News / Arts & Entertainment

Off-Broadway Play 'The Agony and The Ecstasy of Steve Jobs' Hits a Nerve

Carolyn Weaver

Since the posting of this story, it has come to light that Mike Daisey fabricated many critical aspects of his show, including lying about actually talking to some of the people he references.  Daisey told the public radio program “This American Life” that his show should be seen as theater, not journalism. Read the Marketplace story about the new developments.

Few playwrights can claim social impact for their work, much less that it helped move one of the richest companies on Earth to investigate conditions at factories in China.  Writer-actor Mike Daisey, whose one-man Off-Broadway show, “The Agony and Ecstasy of Steve Jobs,” about working conditions at Apple’s Chinese manufacturers, is an exception.
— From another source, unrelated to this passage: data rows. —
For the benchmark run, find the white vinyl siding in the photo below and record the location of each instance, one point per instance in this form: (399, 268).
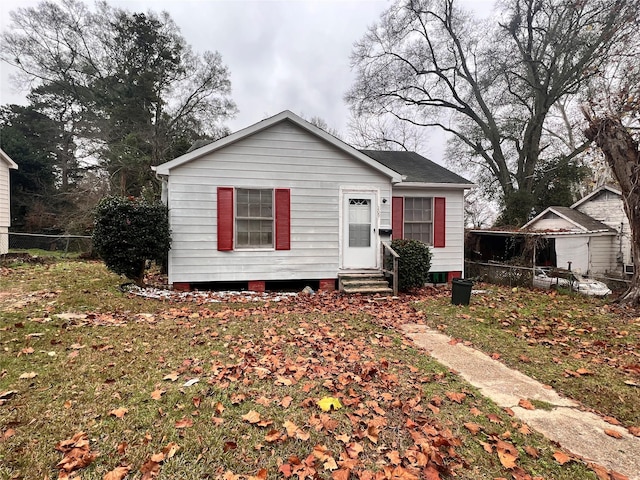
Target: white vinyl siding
(608, 208)
(281, 156)
(418, 219)
(4, 195)
(5, 218)
(254, 218)
(602, 254)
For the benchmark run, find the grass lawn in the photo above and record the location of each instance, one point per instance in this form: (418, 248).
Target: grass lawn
(98, 383)
(586, 348)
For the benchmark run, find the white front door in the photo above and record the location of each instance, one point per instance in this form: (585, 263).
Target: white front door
(359, 230)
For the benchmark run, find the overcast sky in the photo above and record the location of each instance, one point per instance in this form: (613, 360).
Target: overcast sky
(282, 55)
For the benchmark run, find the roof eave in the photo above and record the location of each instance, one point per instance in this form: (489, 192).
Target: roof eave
(594, 193)
(560, 214)
(456, 186)
(165, 168)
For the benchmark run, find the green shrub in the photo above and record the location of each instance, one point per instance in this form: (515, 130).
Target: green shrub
(414, 264)
(130, 231)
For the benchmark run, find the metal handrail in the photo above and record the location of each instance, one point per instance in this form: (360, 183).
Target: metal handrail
(394, 273)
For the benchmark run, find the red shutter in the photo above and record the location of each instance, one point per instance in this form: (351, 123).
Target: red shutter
(397, 217)
(283, 218)
(225, 218)
(439, 220)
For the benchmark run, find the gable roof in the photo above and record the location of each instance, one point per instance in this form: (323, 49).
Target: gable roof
(597, 192)
(165, 168)
(416, 168)
(581, 220)
(7, 160)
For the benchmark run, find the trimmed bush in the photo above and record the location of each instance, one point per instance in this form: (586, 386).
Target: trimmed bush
(129, 232)
(414, 263)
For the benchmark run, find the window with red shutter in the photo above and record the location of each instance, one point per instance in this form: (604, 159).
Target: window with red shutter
(262, 218)
(397, 217)
(225, 218)
(283, 219)
(439, 222)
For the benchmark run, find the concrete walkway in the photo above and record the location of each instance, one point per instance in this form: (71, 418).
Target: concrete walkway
(582, 433)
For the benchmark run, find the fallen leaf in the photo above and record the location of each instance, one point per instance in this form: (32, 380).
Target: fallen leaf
(474, 428)
(251, 417)
(77, 453)
(7, 394)
(611, 420)
(8, 433)
(526, 404)
(117, 473)
(157, 393)
(341, 474)
(507, 459)
(173, 376)
(561, 457)
(456, 397)
(184, 423)
(191, 382)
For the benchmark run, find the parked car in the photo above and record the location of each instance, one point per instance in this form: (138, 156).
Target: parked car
(557, 278)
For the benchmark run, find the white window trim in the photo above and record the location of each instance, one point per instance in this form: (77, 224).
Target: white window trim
(405, 222)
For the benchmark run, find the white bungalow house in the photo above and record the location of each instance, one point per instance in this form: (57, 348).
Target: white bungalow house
(593, 234)
(284, 200)
(6, 164)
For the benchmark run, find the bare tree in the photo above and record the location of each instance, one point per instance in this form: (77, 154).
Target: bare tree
(385, 132)
(142, 94)
(612, 110)
(491, 84)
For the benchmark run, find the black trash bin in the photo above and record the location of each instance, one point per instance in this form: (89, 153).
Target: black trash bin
(461, 291)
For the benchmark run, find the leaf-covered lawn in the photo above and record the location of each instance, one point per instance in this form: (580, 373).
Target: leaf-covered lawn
(101, 384)
(586, 348)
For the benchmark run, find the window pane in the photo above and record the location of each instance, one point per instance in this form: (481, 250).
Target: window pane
(254, 218)
(418, 217)
(359, 235)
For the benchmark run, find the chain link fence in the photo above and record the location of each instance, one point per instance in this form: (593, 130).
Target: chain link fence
(67, 244)
(501, 274)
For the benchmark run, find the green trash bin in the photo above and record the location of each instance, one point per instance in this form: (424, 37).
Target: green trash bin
(461, 291)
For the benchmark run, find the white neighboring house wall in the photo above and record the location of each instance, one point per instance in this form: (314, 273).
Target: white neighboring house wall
(605, 204)
(281, 156)
(6, 164)
(449, 258)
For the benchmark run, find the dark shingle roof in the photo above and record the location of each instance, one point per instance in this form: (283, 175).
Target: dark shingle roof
(415, 167)
(582, 219)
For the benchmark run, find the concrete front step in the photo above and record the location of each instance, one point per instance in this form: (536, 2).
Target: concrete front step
(368, 289)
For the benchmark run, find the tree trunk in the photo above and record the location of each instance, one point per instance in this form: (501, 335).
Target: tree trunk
(623, 156)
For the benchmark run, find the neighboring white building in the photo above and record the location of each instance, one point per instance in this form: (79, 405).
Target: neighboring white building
(593, 234)
(285, 200)
(6, 164)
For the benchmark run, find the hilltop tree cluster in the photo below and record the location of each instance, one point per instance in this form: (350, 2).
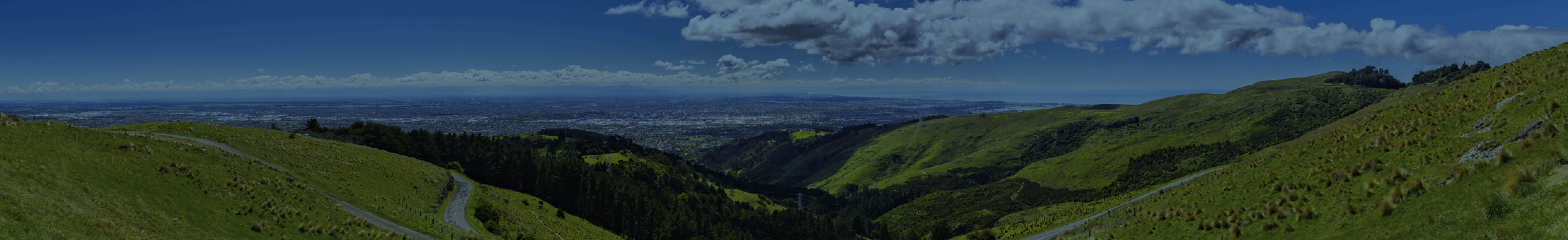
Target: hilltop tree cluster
(1371, 78)
(1448, 73)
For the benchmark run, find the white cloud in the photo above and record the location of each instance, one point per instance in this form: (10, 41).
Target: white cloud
(672, 67)
(752, 74)
(807, 68)
(669, 10)
(731, 67)
(953, 32)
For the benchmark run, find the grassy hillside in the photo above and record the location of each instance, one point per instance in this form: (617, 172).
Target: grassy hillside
(74, 183)
(971, 172)
(1479, 158)
(628, 189)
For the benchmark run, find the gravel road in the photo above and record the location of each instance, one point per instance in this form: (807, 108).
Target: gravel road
(352, 209)
(1070, 226)
(456, 211)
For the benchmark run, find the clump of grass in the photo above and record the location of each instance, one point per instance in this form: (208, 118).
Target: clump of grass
(1522, 183)
(1497, 206)
(1387, 206)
Daisey, a self-described computer geek, says he has long loved all things Apple, the computer company co-founded by the late Steve Jobs.

“I never knew I needed a laptop so thin I could slice a sandwich with it,” Daisey says at one point in the show. “But then I saw it, and I wanted it!  And now, some of you out there in the darkness, watching me, are thinking, ‘Mike, use a knife.’  But I say, in a better designed world, I would only need one tool -- the tool that Steve has given me!”

Although the two-hour monologue is often funny, it is motivated by moral indignation.  Daisey says he had always assumed that Apple computers and mobile phones were made in pristine factories, perhaps by robots.  But in 2010, he heard news reports of harsh working conditions and suicides at Foxconn, Apple’s main supplier in China.  So he went to Shenzhen, China and posed as a businessman to tour electronics factories.  And he interviewed Foxconn workers.

“What I found had been widely reported by human rights groups for almost a decade,” he said in an interview.  “Child labor, rampant; incredible hours, people working 14, 15, 16 hours a day.  People working so long that they drop from exhaustion, or die on the line.  A worker at Foxconn died after working a 34-hour shift while I was there.”

Foxconn factories in southern China produce many of the world's electronic goods - not only Apple products, but also Dell, Samsung, Sony and other brands.  Its plants are huge.  One has more than 400,000 workers, including many who live in crowded dormitories.  Two explosions at Apple suppliers last year, including one at a Foxconn factory, killed four workers and injured 74 others.  Both explosions reportedly were caused by aluminum dust in unventilated rooms.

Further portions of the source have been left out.